On January 30th, Iraqis will vote to choose two-hundred-seventy-five members of a national assembly. More than two-hundred political parties are already registered. United Nations monitors are in Iraq to prepare for the election.
Once elected, the national assembly will draft a new constitution. Voters will return to the polls later in 2005 to vote on the document. Salama al-Khafaji, a member of the interim National Council, says, "Having elections in Iraq is very important, and having them on time is also...important."
Terrorist attacks continue in parts of Iraq. But the insurgency will not disrupt the election process. Farid Ayar, a spokesman for Iraq's electoral commission, says, "No Iraqi province will be excluded because the law considers Iraq as one constituency, and therefore, it is not legal to exclude any province." The commission has begun a campaign to inform Iraqis about the election process and encourage them to vote.
President George W. Bush says that the elections are an important step forward:
"The United States of America will stay the course and we will complete the task. We will help Iraq develop a democracy and the world will be better off for it. Free societies don't attack each other. Democracies listen to the aspirations of their people, not feed hatred and resentment and future terrorists."

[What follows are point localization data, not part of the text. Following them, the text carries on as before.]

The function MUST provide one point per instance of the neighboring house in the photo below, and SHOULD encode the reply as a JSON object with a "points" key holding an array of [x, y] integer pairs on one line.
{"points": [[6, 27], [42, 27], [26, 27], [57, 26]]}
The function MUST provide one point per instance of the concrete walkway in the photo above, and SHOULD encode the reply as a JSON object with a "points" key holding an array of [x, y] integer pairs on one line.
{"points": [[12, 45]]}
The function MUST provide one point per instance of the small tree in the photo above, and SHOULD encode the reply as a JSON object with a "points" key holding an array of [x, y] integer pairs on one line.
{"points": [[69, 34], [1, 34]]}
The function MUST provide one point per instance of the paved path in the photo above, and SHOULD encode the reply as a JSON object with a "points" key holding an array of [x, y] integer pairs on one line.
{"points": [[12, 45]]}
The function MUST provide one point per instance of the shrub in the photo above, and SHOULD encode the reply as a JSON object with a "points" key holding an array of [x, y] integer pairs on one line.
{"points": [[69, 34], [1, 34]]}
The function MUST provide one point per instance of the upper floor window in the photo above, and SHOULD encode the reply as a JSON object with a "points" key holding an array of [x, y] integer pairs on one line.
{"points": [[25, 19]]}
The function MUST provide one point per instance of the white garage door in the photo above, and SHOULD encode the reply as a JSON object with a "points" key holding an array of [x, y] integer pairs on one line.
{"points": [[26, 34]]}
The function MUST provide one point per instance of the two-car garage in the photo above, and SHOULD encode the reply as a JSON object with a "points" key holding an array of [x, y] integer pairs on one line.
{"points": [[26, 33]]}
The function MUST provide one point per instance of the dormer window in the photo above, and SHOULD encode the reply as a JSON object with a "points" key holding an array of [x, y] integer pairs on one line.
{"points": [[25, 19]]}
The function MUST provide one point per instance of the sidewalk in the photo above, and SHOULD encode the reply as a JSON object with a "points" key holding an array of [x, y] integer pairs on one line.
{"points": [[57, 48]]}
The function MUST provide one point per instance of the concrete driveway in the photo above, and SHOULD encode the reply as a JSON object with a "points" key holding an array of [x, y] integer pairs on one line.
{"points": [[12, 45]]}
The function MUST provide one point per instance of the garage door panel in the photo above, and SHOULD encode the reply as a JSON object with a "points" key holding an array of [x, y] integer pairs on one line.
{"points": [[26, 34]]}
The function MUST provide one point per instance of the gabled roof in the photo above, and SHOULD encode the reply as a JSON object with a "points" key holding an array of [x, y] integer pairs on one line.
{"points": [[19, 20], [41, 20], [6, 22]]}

Khalood al-Zayadi is a thirty-year-old woman who works at an Iraqi newspaper. She says that almost everyone in Iraq wants the election:
"Many things change. Maybe the government changes. Maybe the leader of Iraq change[s]. Maybe laws of Iraq will change. Many, many things will be changed."
"At every stage in this process of establishing self-government, the Iraqi people and their leaders have met the schedules they set, and have overcome their challenges with confidence," says President Bush. And, "they will continue to do so."